Binarization in this context is mapping numbers in a vector (embedding) to bits (reducing the value range),
and representing the vector of bits efficiently using the int8
data type. Examples:
input vector | binarized floats | pack_bits (to INT8) |
---|---|---|
[1.0, 1.0, 1.0, 1.0, 1.0, 1.0, 1.0, 1.0] | [1.0, 1.0, 1.0, 1.0, 1.0, 1.0, 1.0, 1.0] | -1 |
[0.0, 0.0, 0.0, 0.0, 0.0, 0.0, 0.0, 0.0] | [0.0, 0.0, 0.0, 0.0, 0.0, 0.0, 0.0, 0.0] | 0 |
[-1.0, -1.0, -1.0, -1.0, -1.0, -1.0, -1.0, -1.0] | [0.0, 0.0, 0.0, 0.0, 0.0, 0.0, 0.0, 0.0] | 0 |
[1.0, 0.0, 0.0, 0.0, 0.0, 0.0, 0.0, 0.0] | [1.0, 0.0, 0.0, 0.0, 0.0, 0.0, 0.0, 0.0] | -128 |
[2.0, 0.0, 0.0, 0.0, 0.0, 0.0, 0.0, 1.0] | [1.0, 0.0, 0.0, 0.0, 0.0, 0.0, 0.0, 1.0] | -127 |
Binarization is key to reducing memory requirements and, therefore, cost. Binarization can also improve feeding performance, as the memory bandwidth requirements go down accordingly.
Refer to embedding for more details on how to create embeddings from text.
This guide maps all the steps required to run a successful binarization project using Vespa only - there is no need to re-feed data. This makes a project feasible with limited incremental resource usage and man-hours required.
Approximate Nearest Neighbor vector operations are run using an HNSW index in Vespa, with online data structures. The cluster is operational during the procedure, gradually building the required data structures.
This guide is useful to map the steps and tradeoffs made for a successful vector binarization.
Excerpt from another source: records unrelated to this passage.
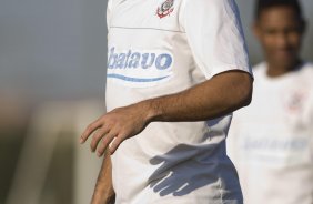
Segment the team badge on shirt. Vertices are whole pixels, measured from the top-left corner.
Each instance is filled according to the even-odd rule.
[[[158,17],[162,19],[163,17],[169,16],[171,12],[173,12],[174,8],[174,0],[165,0],[156,10]]]

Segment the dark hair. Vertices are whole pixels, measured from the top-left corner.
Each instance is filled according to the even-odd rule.
[[[302,9],[299,0],[256,0],[255,19],[258,20],[262,11],[273,7],[291,7],[296,12],[300,20],[303,20]]]

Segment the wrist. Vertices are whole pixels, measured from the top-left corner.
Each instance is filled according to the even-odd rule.
[[[156,100],[151,99],[143,101],[140,106],[148,123],[160,121],[162,109]]]

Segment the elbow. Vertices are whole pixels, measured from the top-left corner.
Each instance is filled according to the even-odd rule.
[[[238,84],[238,108],[248,106],[252,101],[253,78],[244,73]]]

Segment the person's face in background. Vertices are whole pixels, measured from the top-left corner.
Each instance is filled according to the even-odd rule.
[[[253,31],[270,67],[290,70],[300,62],[304,28],[304,21],[292,7],[277,6],[261,11]]]

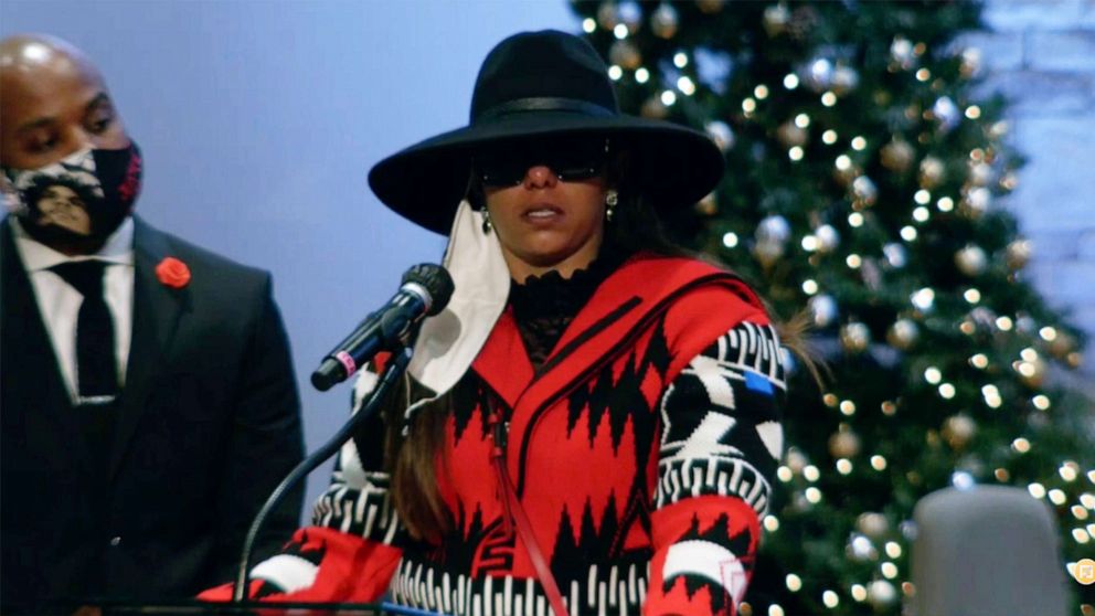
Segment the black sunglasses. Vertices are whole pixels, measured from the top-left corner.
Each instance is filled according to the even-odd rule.
[[[472,166],[483,185],[512,187],[538,164],[562,182],[575,182],[600,174],[607,160],[608,139],[573,137],[496,145],[477,151]]]

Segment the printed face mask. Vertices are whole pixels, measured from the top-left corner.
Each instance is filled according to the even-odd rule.
[[[120,150],[85,149],[38,169],[4,167],[3,200],[43,244],[102,243],[132,212],[141,170],[132,141]]]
Other relevant articles on how to reduce vector size in memory are:
Adding to this, using algorithms like SPANN can solve problems with huge vector data sizes, read more in Billion-scale vector search using hybrid HNSW-IF.
A binarization project normally involves iteration over different configuration settings, measuring quality loss for each iteration - this procedure it built with that in mind.
Vespa’s built-in indexing language converters
binarize
and pack_bits
let you easily generate binarized vectors.
Example schema definitions used to generate the vectors in the table above:
schema doc {
document doc {
field doc_embedding type tensor<float>(x[8]) {
indexing: summary | attribute
}
}
field doc_embedding_binarized_floats type tensor<float>(x[8]) {
indexing: input doc_embedding | binarize | attribute
}
field doc_embedding_binarized type tensor<int8>(x[1]) {
indexing: input doc_embedding | binarize | pack_bits | attribute
}
}
We see that the binarize
function itself will not compress vectors to a smaller size,
as the output cell type is the same as the input - it is only the values that are mapped to 0 or 1.
Above, the vectors are binarized using a threshold value of 0, the Vespa default -
any number > 0 will map to 1 - this threshold is configurable.
pack_bits
reads binarized vectors and represents them using int8. In the example above:
tensor<float>(x[8])
is 8 x sizeof(float) = 8 x 32 bits = 256 bits = 32 bytestensor<int8>(x[1])
is 1 x sizeof(int8) = 1 x 8 bits = 8 bits = 1 byteIn other words, a compression factor of 32, which is expected, mapping a 32-bit float into 1 bit.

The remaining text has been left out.